When to Ensemble: Identifying Token-Level Points for Stable and Fast LLM Ensembling

Imagine you have a team of three brilliant chefs (Large Language Models, or LLMs) trying to write a long, complex recipe together. Each chef has their own unique way of chopping vegetables and measuring spices (their tokenizers).

Usually, when you want the best result, you ask all three chefs to taste the dish at every single step and vote on the next ingredient. This is called Ensembling.

However, the paper "When to Ensemble" discovers a major problem with this approach: If you ask them to vote on every single word, the recipe often turns into a disaster.

Here is the simple breakdown of why that happens and how the authors' new method, SAFE, fixes it.

The Problem: The "Bad Ingredient" Trap

Imagine Chef A wants to write the word "Sofia."

Chef A sees it as one big chunk: Sofia.
Chef B sees it as three small pieces: So, fi, a.

If the team votes on the first piece, So, and decides to move on, Chef B is now confused. Chef B was expecting the whole word Sofia to appear at once, but instead, they are forced to continue from just So. To Chef B, So looks like a weird, broken fragment (an "OOV-like token").

Because Chef B is confused, they might start hallucinating. Instead of writing fi, they might write ~A or fia or repeat the same weird letter over and over. Once one chef gets confused, the whole team's output starts to degrade, especially in long stories or complex math problems.

The Old Way: The team votes on every single word. This happens so often that the chefs get confused constantly, leading to gibberish.

The Solution: The SAFE Method

The authors propose a new system called SAFE (Stable And Fast LLM Ensembling). Think of SAFE as a smart Project Manager who knows exactly when to call a meeting and when to let the chefs cook alone.

SAFE uses a Draft-and-Verify strategy, similar to how a writer might draft a paragraph and then have an editor check it.

1. The "Drafter" (The Fast Writer)

One chef (the best one) is chosen to write a whole chunk of the text quickly, say 5 words at a time, without stopping to ask the others.

Analogy: The lead writer types out a sentence: "The quick brown fox jumps."

2. The "Verifiers" (The Quality Checkers)
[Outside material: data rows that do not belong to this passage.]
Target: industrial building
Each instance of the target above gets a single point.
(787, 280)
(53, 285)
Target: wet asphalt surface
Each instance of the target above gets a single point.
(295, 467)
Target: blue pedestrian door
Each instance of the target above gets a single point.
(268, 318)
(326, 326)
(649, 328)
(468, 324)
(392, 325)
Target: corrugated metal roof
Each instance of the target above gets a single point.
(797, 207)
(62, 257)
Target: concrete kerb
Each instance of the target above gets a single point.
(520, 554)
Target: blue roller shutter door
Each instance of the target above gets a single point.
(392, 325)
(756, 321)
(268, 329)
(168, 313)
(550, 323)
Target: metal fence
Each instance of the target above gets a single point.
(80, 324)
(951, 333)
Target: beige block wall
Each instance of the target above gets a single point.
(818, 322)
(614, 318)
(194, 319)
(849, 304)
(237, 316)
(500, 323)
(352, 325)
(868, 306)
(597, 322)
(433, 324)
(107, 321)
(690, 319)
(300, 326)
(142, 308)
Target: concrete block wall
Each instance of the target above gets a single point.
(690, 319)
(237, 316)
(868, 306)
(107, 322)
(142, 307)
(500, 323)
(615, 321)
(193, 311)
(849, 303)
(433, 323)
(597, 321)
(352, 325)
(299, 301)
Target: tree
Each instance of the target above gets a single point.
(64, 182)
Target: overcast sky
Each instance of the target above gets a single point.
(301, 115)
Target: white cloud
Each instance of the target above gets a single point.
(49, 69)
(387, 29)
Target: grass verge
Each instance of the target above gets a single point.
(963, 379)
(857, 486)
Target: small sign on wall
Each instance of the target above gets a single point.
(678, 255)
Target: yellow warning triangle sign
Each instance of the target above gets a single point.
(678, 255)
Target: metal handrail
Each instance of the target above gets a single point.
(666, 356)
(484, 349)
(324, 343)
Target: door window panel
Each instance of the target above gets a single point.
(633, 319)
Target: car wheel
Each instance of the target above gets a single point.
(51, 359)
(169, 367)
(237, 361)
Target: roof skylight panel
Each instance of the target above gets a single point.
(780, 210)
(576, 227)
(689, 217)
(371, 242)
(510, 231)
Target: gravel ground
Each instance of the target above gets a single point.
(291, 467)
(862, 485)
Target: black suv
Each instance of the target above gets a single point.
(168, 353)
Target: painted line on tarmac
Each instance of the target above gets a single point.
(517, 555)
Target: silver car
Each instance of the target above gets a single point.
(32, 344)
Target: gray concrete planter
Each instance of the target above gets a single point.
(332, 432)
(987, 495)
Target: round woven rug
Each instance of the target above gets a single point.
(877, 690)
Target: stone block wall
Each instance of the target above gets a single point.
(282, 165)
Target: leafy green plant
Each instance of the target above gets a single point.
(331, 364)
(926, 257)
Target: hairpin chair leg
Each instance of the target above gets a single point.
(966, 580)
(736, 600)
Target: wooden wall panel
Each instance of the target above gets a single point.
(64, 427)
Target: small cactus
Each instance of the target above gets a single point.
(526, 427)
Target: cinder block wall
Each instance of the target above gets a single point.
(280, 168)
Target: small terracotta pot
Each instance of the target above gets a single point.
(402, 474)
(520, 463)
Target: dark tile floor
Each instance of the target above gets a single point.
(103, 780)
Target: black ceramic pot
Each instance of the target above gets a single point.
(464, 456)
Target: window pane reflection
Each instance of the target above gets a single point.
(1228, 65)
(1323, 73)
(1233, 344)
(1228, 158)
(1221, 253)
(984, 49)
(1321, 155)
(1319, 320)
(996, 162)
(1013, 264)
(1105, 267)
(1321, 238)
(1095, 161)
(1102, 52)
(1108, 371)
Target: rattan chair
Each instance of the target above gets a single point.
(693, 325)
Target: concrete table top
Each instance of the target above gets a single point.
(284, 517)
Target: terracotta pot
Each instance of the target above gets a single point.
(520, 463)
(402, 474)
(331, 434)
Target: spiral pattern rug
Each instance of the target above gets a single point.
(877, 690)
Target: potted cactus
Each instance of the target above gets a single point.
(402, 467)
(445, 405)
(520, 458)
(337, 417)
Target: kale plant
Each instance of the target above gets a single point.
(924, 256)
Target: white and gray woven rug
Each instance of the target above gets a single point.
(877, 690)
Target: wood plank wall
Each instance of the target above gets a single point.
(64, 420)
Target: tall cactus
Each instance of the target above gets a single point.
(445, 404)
The other chefs look at that chunk of text. They don't rewrite it; they just check two things:

Check 1: Is the text broken? (Tokenization Mismatch)
- They ask: "If we continue from this word, will it confuse any of us?"
- If the word is Sofia but Chef B only sees So, they flag it. No voting happens here. The team just accepts the Drafter's word to avoid confusion.
Check 2: Do we all agree? (Consensus)
- They ask: "Are we all 100% sure this is the right word?"
- If everyone agrees the word is correct, no voting happens here. Why waste time?
- If they disagree (e.g., one chef thinks it's "fox" and another thinks it's "box"), THEN they stop and vote.

3. The "Ensemble" (The Vote)

Only at the specific points where the chefs are confused OR disagree does the team stop, combine their knowledge, and pick the best word.

Analogy: The team only gathers to discuss the tricky parts of the recipe, not the easy parts like "add salt."

Why is this "SAFE"?

Stability (No More Gibberish): By skipping the votes on words that might confuse the tokenizers, the team avoids the "broken ingredient" problem. The text flows naturally without weird typos or repetitions.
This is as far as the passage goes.